Republican Senator John McCain’s new cybersecurity bill has caught some negative attention from the American Civil Liberties Union (ACLU).

McCain’s cybersecurity bill, which was introduced last week, supports the voluntary sharing of information instead of regulation of “critical industries” by the Department of Homeland Security. The bill also states that private companies, such as Internet service providers, could send the government information regarding network activity or protocols connected to malicious users.

McCain, who constructed the bill with seven other Republicans, said he wanted the National Security Agency, which has powerful spy tools, to be more involved in cybersecurity matters. He also mentioned that cybersecurity centers could use the information they obtain in order to look into cyber crimes.

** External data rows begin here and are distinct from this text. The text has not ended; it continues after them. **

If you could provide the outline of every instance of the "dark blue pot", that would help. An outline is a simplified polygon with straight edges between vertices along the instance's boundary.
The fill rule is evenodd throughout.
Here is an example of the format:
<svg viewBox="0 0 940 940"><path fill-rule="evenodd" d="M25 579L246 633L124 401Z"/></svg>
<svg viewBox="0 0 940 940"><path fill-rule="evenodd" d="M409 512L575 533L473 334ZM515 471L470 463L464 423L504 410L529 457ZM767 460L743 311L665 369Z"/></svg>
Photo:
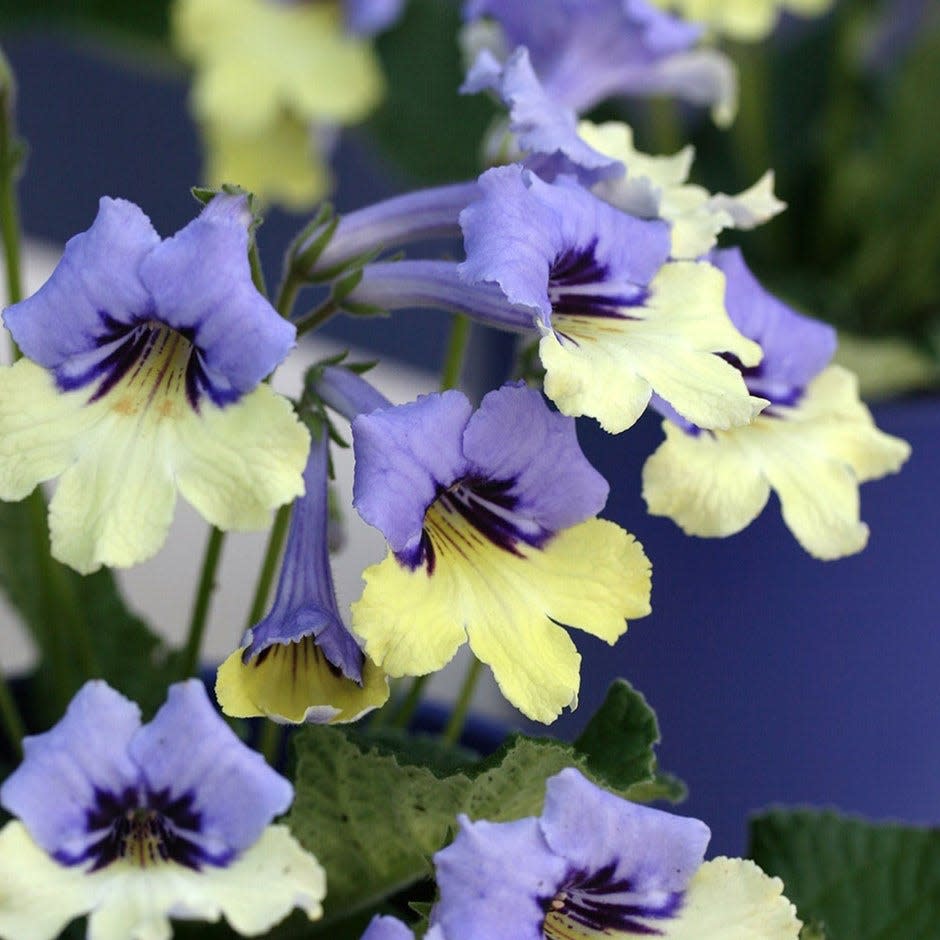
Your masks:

However, the ACLU believes that McCain’s bill could be problematic. For instance, it worries the ACLU that the bill could give U.S. intelligence agencies access to private emails.

“This is a privacy nightmare that will eventually result in the military substantially monitoring the domestic, civilian Internet,” said Michelle Richardson of the ACLU. “It is absolutely critical that if the government wants to collect information, it go through a civilian agency.”

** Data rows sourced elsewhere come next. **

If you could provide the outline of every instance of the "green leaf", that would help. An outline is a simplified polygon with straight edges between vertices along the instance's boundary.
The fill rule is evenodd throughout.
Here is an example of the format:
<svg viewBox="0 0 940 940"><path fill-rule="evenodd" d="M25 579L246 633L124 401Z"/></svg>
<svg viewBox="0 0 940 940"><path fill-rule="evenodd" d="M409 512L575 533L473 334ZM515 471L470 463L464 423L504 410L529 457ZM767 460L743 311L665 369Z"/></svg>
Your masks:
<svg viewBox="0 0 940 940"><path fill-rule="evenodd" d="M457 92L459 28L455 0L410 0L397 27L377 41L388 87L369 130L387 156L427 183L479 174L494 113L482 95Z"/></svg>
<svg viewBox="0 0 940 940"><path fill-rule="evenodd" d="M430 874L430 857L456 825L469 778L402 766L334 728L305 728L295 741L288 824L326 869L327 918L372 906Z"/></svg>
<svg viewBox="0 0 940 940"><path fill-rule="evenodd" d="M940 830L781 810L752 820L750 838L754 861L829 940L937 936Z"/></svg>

An anonymous individual working on the bill said there was nothing in the legislation that would allow the sharing of emails that have nothing to do with cyber threats. McCain’s spokesman, Brian Rogers, also defended the bill saying that McCain’s only intentions are to address cybersecurity concerns.

“Senator McCain’s priority in crafting this bill has been to make sure it strengthens our security while continuing to safeguard the privacy of consumers,” said Rogers. “He remains open to addressing legitimate concerns as this process moves forward.”

There is also an alternative to McCain’s bill, which was constructed by Democrats and supported by Majority Leader Harry Reid. This version prefers to leave cybersecurity to DHS. However, an anonymous Senate aide said that neither bill will likely pass, and that a compromise is expected in the “coming weeks.”

Cybersecurity has certainly become a hot topic over the past year especially after hacker groups like Anonymous and LulzSec took advantage of many corporate and government websites. Finding solutions has been a balancing act between protecting critical information on computers and protecting citizens from invasive monitoring.